President Obama had a curious take on this, apparently hoping to shame creditors into volunteering to suffer avoidable economic loss, with no apparent objective other than to help ensure lower-priority claimants against Chrysler's assets could get paid from the funds taken from the priority claimants. Claimants who are not priority claimants -- like union health care funds and employees hoping to be paid future (rather than already-earned) wages -- have made deals to accept less attractive terms than agreed, in order to stave off annhililation of their agreements. President Obama rhetorically asked attendees at a Missouri town-hoall-style meeting whether Chrysler's "bondholders -- the lenders, the money people -- [were] willing to make sacrifices as well[.]"
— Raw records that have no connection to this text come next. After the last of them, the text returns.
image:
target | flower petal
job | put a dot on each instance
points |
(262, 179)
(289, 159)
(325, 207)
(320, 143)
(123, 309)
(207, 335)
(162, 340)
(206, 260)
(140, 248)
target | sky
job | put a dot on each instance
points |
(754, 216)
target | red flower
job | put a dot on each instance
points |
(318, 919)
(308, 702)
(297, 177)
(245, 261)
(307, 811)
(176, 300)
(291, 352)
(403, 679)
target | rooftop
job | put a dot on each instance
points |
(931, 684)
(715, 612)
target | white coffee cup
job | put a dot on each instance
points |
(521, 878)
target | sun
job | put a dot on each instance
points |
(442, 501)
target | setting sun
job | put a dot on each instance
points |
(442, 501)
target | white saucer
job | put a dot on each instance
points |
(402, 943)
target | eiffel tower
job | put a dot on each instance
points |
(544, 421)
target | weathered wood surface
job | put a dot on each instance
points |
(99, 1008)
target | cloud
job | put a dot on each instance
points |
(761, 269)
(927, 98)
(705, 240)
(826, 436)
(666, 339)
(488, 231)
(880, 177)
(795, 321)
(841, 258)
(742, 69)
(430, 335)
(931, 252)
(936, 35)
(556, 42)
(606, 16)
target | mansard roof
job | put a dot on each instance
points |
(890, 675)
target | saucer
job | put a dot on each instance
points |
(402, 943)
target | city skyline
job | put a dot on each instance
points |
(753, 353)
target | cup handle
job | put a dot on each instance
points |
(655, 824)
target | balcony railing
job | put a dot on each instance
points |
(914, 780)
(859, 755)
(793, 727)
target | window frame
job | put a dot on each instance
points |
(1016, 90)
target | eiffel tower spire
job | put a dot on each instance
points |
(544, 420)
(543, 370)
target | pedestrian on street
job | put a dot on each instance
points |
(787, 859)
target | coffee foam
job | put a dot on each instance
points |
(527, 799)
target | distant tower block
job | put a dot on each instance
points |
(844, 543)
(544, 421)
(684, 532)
This Jaded Consumer question may seem simplistic or harsh, but let's face it: why on Earth should people who were promised security and accepted a lower return on their investment as a result of the security be expected to roll over and take a hit in the back pocket simply so that strangers who did not negotiate such terms, or whose contractual demands helped create the existing emergency in the first place, could be paid? One fiduciary described the thinking that led to purchase of Chrysler debt last year, and the expectations that went with the purchase: "We did not contemplate having our first liens invalidated by a sitting president."
Accepting a pay cut in the hope of keeping a job is certainly the kind of sacrifice a person can understand. Accepting $0.33 instead of $1.00 so strangers who didn't prevent the existing mess can profit in the future is just not sensible any way you cut it. Maybe a publicly-traded corporation that plays with strangers' money can agree to a stunt like this in order to maintain good relations with federal lender/regulators, but small creditors who are not insulated from the consequences of their actions simply can't take obviously crummy deals.
The deadline being blown, Chrysler is headed (according to an Obama administration official, a curious source for information on impending corporate bankruptcy filings) into a Chapter 11 bankruptcy filing.
The Jaded Consumer's next question is what the UAW's recently-negotiated majority stake in Chrysler will be worth following a Chapter 11 proceeding in which creditors enjoy priority. Or will government regulators try to erase existing priority rules, too?